Hoch her ging es am 29. Januar in einer Burger Gaststätte. Am Ende des Abends war der Tresenraum voller Blut, ein Mann (70) kam ins Krankenhaus, ein anderer (28) wurde von Sanitätern versorgt. Dieser Tage traf man sich am Meldorfer Amtsgericht vor Strafrichter malte Zander wieder.

Der 70-jährige Rentner nahm auf der Anklagebank Platz. Der 28-Jährige, das Opfer der Tat, kam in Handschellen mit zwei Pflegern an seiner Seite. Er lebt heute in Neustadt in der dortigen Psychiatrie. Bei Gericht ist der Mann im Gegensatz zum Rentner kein unbeschriebenes Blatt. 2008 hatte Strafrichterin Halina Lindemann den jungen Burger wegen sexuellen Missbrauchs von Kindern in zwei Fällen, versuchter schwerer Brandstiftung, sowie vier Diebstählen, zwei davon begangen in Tateinheit mit Verletzung des Briefgeheimnisses befragt. Offenbar wird der 28-Jährige noch heute als gefährlich eingestuft, denn die Handschellen blieben während seiner Zeugeneinvernahme dran.
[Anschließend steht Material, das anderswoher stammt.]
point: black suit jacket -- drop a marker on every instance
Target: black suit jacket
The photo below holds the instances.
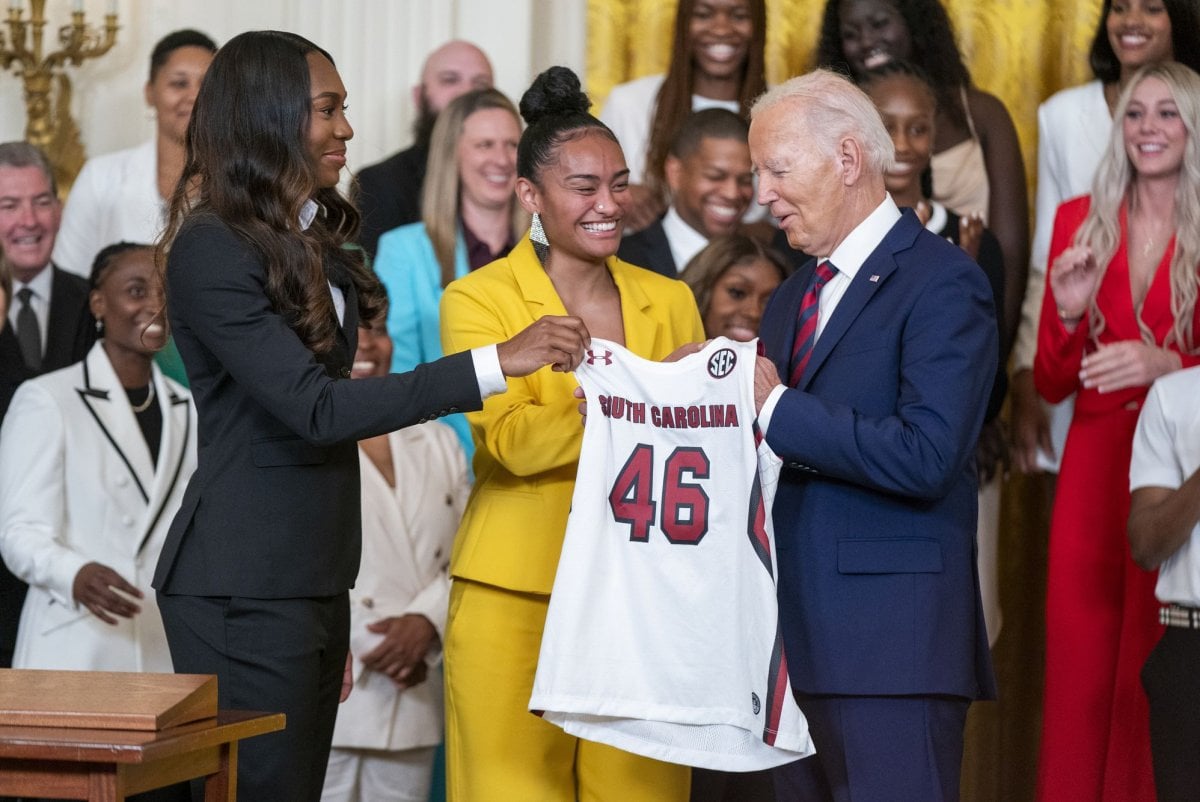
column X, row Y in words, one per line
column 273, row 509
column 71, row 330
column 389, row 195
column 649, row 249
Der Rentner berichtete, das er er sich am Tattag über jemanden geärgert habe, daraufhin seine Herzmedikamente mit zwölf bis 13 Bier zuhause runtergespült hatte. Später sei er dann ins Lokal gegangen, habe dort am Tresen weitergetrunken, zusammen mit dem 28-Jährigen sowie einem 23-jährigen Burger. Wechselseitig habe man sich Getränke ausgegeben und geklönt. An den Vorfall, der ihn vor Gericht brachte, hat der Rentner keine Erinnerung mehr. Seine Erinnerung setzt erst im Krankenhaus wieder ein, wo er vier Tage bleiben musste, weil an einem Finger eine Sehne durchtrennt war.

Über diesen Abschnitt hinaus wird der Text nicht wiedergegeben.